Tooth Implants and Occlusion Reconstruction
Restoring alignment of teeth is one of the primary goals with repair of facial fractures. Dr. Taylor and Dr. Sullivan are both fellowship trained craniomaxillofacial surgeons and board certified plastic surgeons who are experienced with complex facial reconstruction.
Restored Occlusion and Teeth
This patient had extensive facial fractures and avlused teeth. Following open reduction and internal fixation of facial fractures, the teeth lined up well though lower teeth were missing from the injury (upper photo). Dr. Taylor and Dr. Sullivan worked closely with a dentist to have a prosthesis built (upper right photo). The teeth and prosthesis are well lined up following proper facial fracture repair (lower row photos).
Recommendations for Antibiotics for Facial Fractures
Post-injury prophylactic antibiotics likely provide no benefit in maxillary, zygomatic, or mandibular condyle fractures. Closed isolated anterior table frontal sinus fractures and orbital fractures also rarely become infected and likely do not require antibiotics.

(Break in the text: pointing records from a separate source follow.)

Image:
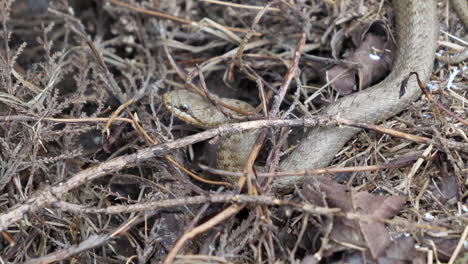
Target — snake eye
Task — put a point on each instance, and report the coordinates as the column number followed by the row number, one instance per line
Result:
column 184, row 107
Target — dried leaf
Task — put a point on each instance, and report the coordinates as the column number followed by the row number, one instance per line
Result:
column 372, row 236
column 374, row 52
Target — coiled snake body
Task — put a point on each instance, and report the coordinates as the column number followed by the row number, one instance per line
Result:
column 417, row 31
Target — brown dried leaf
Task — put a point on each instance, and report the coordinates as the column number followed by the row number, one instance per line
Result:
column 402, row 250
column 368, row 235
column 375, row 53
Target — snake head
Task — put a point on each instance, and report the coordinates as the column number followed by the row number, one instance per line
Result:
column 198, row 111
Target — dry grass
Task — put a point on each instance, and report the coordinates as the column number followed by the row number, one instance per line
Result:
column 63, row 74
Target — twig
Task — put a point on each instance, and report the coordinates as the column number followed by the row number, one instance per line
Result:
column 429, row 96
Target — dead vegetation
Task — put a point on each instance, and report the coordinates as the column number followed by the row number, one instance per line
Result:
column 94, row 170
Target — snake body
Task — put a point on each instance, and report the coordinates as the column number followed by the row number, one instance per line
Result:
column 232, row 151
column 417, row 31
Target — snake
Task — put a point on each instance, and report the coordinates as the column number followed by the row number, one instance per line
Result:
column 416, row 36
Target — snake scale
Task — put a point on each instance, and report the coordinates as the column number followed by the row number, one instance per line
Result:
column 417, row 33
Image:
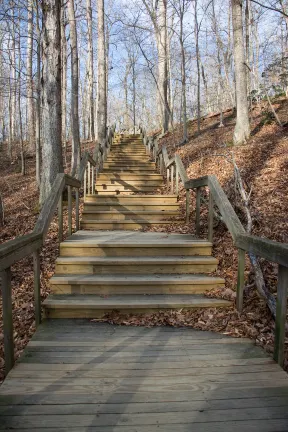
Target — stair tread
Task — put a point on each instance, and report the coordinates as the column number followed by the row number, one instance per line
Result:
column 132, row 301
column 127, row 212
column 132, row 279
column 132, row 238
column 198, row 259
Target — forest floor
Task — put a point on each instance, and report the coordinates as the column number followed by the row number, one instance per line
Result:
column 263, row 163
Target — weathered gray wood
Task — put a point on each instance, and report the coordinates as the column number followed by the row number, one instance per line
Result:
column 187, row 205
column 228, row 213
column 85, row 183
column 72, row 181
column 93, row 180
column 69, row 210
column 172, row 178
column 198, row 204
column 7, row 319
column 182, row 172
column 281, row 313
column 89, row 177
column 60, row 219
column 240, row 279
column 196, row 183
column 16, row 249
column 48, row 210
column 271, row 250
column 77, row 209
column 210, row 217
column 37, row 286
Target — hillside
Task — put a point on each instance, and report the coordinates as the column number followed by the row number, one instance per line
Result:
column 263, row 162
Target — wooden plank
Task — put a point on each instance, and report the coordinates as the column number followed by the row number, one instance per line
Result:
column 7, row 319
column 281, row 313
column 37, row 286
column 240, row 279
column 17, row 249
column 210, row 217
column 279, row 425
column 69, row 210
column 154, row 419
column 198, row 204
column 72, row 181
column 196, row 183
column 147, row 407
column 48, row 209
column 51, row 398
column 60, row 219
column 228, row 213
column 265, row 248
column 181, row 169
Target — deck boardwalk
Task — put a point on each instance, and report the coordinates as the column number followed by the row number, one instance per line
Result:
column 81, row 376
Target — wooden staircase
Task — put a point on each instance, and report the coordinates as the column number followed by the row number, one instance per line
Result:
column 123, row 269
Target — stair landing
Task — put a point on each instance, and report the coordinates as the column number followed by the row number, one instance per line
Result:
column 80, row 376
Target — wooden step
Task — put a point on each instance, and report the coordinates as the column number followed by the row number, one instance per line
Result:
column 131, row 199
column 112, row 177
column 111, row 284
column 129, row 170
column 124, row 214
column 127, row 243
column 135, row 265
column 136, row 207
column 90, row 224
column 131, row 186
column 93, row 306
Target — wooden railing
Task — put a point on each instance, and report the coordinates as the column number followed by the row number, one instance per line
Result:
column 261, row 247
column 31, row 244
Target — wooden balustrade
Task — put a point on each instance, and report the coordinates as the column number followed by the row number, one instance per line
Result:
column 268, row 249
column 31, row 244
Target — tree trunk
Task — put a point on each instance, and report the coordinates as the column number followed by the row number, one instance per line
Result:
column 102, row 92
column 161, row 38
column 198, row 67
column 183, row 79
column 64, row 78
column 51, row 95
column 75, row 158
column 242, row 128
column 30, row 100
column 90, row 72
column 38, row 102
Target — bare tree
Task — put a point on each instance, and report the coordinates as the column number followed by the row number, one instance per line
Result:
column 242, row 128
column 75, row 128
column 90, row 71
column 102, row 82
column 51, row 97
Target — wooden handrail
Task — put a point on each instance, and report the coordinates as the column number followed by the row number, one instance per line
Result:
column 30, row 244
column 261, row 247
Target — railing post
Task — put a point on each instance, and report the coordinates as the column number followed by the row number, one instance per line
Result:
column 240, row 279
column 89, row 177
column 37, row 286
column 7, row 319
column 69, row 210
column 85, row 183
column 281, row 311
column 93, row 180
column 77, row 210
column 177, row 181
column 187, row 205
column 60, row 218
column 210, row 217
column 198, row 203
column 172, row 179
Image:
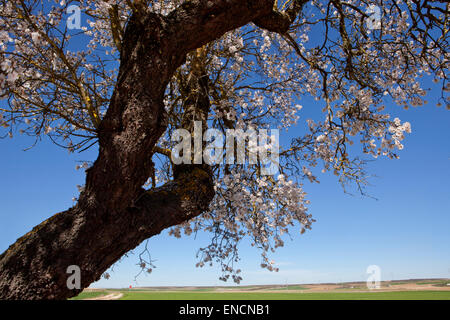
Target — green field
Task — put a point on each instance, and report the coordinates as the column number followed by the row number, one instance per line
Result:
column 399, row 295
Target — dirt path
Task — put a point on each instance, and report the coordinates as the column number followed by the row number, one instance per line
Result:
column 111, row 296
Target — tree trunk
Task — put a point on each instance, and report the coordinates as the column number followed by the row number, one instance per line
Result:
column 114, row 214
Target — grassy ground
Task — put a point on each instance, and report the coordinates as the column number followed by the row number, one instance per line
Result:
column 399, row 295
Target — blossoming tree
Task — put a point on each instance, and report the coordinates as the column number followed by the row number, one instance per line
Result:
column 137, row 70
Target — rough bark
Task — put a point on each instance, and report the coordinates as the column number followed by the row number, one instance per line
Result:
column 114, row 214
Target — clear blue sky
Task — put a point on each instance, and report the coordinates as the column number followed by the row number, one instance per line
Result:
column 405, row 231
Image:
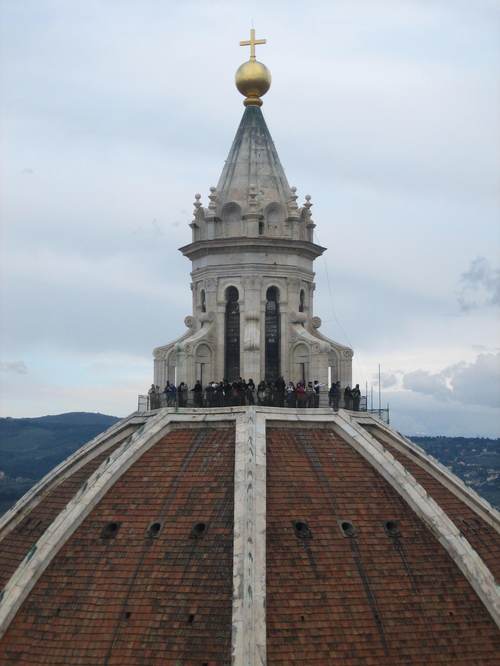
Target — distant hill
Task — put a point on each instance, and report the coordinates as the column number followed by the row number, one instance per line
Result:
column 476, row 460
column 29, row 448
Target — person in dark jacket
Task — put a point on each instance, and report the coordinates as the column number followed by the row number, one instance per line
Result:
column 290, row 395
column 198, row 394
column 251, row 392
column 356, row 398
column 348, row 397
column 334, row 396
column 182, row 395
column 279, row 386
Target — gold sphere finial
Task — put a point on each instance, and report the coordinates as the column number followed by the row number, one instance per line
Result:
column 253, row 79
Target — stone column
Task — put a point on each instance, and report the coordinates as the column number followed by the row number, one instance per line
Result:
column 250, row 330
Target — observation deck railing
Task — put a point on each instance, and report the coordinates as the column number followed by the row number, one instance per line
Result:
column 206, row 400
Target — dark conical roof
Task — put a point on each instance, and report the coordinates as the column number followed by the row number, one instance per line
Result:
column 253, row 160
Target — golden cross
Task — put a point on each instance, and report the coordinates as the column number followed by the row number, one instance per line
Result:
column 252, row 42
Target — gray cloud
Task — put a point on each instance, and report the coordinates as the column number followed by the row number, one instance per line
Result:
column 480, row 285
column 16, row 367
column 105, row 147
column 476, row 383
column 387, row 379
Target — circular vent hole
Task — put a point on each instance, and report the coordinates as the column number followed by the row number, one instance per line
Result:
column 110, row 530
column 391, row 527
column 154, row 529
column 347, row 528
column 198, row 530
column 302, row 529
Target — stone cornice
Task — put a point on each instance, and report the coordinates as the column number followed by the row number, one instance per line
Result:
column 231, row 245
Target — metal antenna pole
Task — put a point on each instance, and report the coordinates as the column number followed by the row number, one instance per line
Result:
column 379, row 393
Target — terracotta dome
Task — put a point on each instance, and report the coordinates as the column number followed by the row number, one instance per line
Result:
column 250, row 535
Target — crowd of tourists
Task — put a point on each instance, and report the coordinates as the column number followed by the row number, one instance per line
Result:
column 240, row 392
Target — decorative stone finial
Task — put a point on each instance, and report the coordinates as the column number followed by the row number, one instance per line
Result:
column 253, row 79
column 293, row 197
column 213, row 198
column 197, row 203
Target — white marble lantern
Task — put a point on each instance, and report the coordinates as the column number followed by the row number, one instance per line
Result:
column 252, row 252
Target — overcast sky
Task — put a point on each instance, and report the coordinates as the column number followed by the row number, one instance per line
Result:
column 115, row 113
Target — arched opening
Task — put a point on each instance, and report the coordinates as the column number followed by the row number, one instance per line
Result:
column 232, row 335
column 301, row 300
column 300, row 367
column 203, row 361
column 272, row 334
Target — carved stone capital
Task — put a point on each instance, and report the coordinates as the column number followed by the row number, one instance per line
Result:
column 297, row 317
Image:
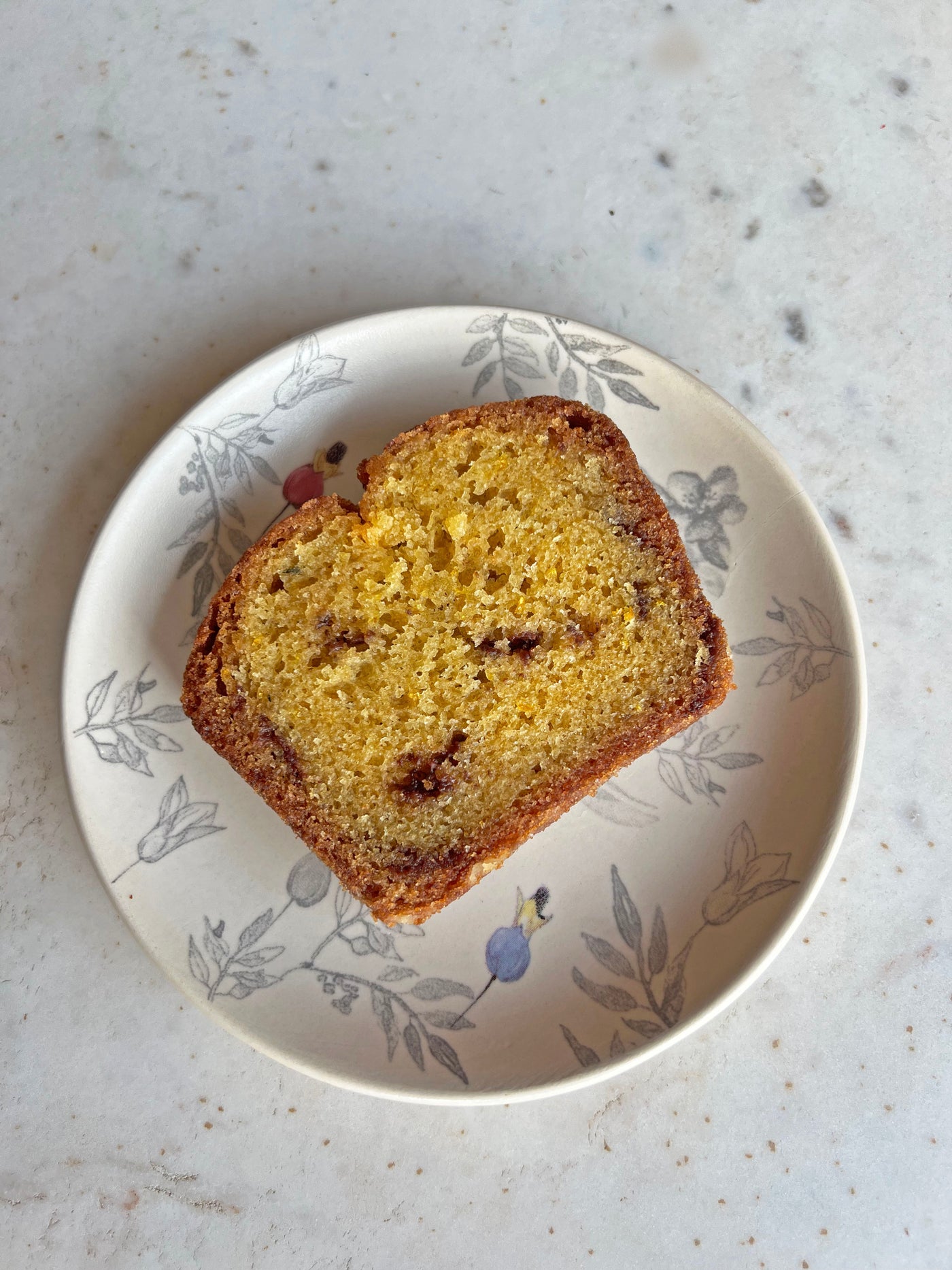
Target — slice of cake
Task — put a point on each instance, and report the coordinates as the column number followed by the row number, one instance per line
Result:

Some fractures, for example mandibular body and angle fractures, particularly those that penetrate a tooth root can have infection rates up to 30%. Frontal sinus fractures with disruption of the frontonasal duct may have a 16% infection rate even after surgical treatment. A short course of antibiotics in conjunction with chlorhexidine mouth rinses may be warranted in such fractures.
In terms of perioperative antibiotics, it seems reasonable to give a first generation cephalosporin for no more than 24 hours for low risk, closed facial fracture repairs. Ballistic injuries, grossly contaminated open facial fractures, nasal fractures with packing in place, and infected mandibular fractures may require a 4-5 day postoperative course of antibiotics.